Where is “The Most Irish Place in Nebraska?” That’s the City of O’Neill. There are shamrocks everywhere – on the sidewalks, signs, the police station, the fire station, even on the main intersection of town a giant shamrock has been made in the concrete (hard to see unless you get a little bit above it). There is a large stone set up on this main intersection that is called the Blarney Stone.
We stayed at a campground that is run by the city parks department (it’s free for 3 days). The campground is in a park that has a rodeo arena, 3 softball fields, and 24 horseshoe pits kept to tournament standards and requirements. We’ve never seen tournament horseshoe pits before. No one was playing while we were there, it looked like you needed a key to get into the complex.
We did go over and enjoy watching some softball. I the youngest age teams we saw, the girls pitched but after 4 balls (normally a walk) a coach would come in and pitch to the batter to keep the game moving. In other levels the girls pitched and the competition was fierce. As you might expect, there was one team that had a repertoire of cheers to shout when they were at bat.
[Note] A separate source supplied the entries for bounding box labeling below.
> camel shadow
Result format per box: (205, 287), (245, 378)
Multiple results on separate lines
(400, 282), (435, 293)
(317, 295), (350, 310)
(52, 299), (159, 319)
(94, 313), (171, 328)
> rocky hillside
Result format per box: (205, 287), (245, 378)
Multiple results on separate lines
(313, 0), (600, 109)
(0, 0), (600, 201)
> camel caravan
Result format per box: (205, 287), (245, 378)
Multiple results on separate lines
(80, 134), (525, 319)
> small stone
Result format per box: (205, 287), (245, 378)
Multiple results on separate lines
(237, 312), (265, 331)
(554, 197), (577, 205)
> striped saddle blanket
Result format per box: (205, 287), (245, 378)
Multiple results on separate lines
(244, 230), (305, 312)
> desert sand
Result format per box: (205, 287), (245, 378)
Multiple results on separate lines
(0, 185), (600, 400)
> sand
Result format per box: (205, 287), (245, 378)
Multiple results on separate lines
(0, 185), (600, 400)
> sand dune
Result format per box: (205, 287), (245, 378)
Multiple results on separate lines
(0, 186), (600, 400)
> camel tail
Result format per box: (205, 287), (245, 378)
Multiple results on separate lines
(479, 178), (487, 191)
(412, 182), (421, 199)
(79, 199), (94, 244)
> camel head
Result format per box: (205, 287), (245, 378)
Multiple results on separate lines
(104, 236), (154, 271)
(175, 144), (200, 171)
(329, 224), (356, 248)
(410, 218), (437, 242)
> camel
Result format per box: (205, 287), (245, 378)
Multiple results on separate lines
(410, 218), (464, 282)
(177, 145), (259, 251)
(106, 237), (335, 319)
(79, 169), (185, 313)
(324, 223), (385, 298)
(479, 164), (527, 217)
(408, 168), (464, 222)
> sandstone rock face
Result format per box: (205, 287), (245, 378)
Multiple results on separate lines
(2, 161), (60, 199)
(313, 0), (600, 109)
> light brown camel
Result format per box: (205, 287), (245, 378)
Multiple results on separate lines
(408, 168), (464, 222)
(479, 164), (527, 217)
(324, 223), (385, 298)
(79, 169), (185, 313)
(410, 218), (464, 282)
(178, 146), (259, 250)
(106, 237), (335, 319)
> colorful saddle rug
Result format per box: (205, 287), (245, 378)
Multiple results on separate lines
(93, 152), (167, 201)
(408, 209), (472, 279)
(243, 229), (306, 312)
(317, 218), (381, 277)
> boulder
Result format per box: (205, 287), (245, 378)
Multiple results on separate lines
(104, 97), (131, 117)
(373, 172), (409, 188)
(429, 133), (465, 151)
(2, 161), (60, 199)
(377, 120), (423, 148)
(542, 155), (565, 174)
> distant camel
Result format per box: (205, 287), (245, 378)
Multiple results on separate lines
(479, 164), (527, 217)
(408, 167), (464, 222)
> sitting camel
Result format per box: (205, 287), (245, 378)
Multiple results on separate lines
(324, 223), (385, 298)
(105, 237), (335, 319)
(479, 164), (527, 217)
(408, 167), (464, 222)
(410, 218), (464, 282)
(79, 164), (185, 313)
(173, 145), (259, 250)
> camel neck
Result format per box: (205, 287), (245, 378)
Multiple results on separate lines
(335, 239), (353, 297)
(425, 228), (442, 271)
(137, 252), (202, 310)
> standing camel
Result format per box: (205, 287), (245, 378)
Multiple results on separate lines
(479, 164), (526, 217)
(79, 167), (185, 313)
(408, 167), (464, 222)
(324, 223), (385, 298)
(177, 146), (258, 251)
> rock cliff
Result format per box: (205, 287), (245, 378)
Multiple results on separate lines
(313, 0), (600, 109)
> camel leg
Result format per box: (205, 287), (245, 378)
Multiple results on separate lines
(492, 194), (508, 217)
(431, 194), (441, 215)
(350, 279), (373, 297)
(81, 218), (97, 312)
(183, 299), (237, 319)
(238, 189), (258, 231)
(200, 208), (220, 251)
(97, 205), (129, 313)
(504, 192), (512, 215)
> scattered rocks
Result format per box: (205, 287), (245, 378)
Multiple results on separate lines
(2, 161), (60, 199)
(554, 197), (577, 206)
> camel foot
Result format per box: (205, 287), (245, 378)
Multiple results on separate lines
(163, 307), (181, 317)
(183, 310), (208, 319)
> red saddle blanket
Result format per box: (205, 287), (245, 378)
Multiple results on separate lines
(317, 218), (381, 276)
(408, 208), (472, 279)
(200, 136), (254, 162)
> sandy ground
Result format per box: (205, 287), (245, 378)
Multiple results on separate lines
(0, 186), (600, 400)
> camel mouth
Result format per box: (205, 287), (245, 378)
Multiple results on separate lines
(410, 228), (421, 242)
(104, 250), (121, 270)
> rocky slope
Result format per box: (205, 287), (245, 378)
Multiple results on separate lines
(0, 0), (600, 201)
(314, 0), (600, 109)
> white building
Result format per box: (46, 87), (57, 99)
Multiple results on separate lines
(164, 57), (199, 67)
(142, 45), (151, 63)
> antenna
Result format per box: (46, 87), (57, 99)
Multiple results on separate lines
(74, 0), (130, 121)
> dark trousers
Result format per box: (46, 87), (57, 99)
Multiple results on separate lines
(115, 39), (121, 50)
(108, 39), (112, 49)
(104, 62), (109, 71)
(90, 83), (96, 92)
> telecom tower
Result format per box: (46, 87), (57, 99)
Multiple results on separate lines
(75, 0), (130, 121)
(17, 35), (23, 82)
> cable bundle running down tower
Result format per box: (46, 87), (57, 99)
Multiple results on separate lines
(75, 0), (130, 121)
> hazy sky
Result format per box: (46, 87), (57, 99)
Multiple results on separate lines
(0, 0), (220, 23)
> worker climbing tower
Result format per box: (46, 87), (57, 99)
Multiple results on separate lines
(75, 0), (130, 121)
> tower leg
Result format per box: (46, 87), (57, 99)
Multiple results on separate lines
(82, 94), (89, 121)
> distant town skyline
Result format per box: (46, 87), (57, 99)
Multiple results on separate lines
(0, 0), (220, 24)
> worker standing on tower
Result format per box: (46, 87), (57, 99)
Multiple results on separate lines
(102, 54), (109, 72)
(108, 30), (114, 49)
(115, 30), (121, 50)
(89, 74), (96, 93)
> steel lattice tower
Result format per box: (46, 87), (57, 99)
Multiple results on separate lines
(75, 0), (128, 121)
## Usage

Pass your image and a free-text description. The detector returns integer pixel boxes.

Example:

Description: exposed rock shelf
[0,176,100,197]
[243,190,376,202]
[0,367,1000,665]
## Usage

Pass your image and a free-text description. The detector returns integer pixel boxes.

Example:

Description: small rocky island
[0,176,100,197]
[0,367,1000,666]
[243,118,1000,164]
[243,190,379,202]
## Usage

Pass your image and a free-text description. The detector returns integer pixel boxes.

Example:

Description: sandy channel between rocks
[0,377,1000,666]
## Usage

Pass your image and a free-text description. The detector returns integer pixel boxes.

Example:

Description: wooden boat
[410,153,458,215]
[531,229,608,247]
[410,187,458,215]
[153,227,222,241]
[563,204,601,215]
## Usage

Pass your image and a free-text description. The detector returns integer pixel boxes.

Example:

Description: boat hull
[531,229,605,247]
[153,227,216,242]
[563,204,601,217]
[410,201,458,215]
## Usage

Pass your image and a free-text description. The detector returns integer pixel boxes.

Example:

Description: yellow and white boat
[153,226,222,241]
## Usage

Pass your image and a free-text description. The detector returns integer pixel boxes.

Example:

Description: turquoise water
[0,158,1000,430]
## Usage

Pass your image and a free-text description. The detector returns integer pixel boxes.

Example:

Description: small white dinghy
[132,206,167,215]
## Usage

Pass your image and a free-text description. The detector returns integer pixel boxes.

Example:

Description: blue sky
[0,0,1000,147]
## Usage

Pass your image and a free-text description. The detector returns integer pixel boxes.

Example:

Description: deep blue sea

It was a fun evening.
On the way to O’Neill, we passed a display of windmills, titled “Prairie Sentinels”. We probably wouldn’t have noticed them as much if it hadn’t been for the road repairs that brought traffic almost to a stop. When you are moving only a few feet in a minute, you can enjoy the landscape. The display had several types of windmills that were new to us, including one that had a 6-sided top that made the blades on it looked like feathers.
We had dinner at a Mexican restaurant, the La Herradura (the horseshoe). It was surprisingly good.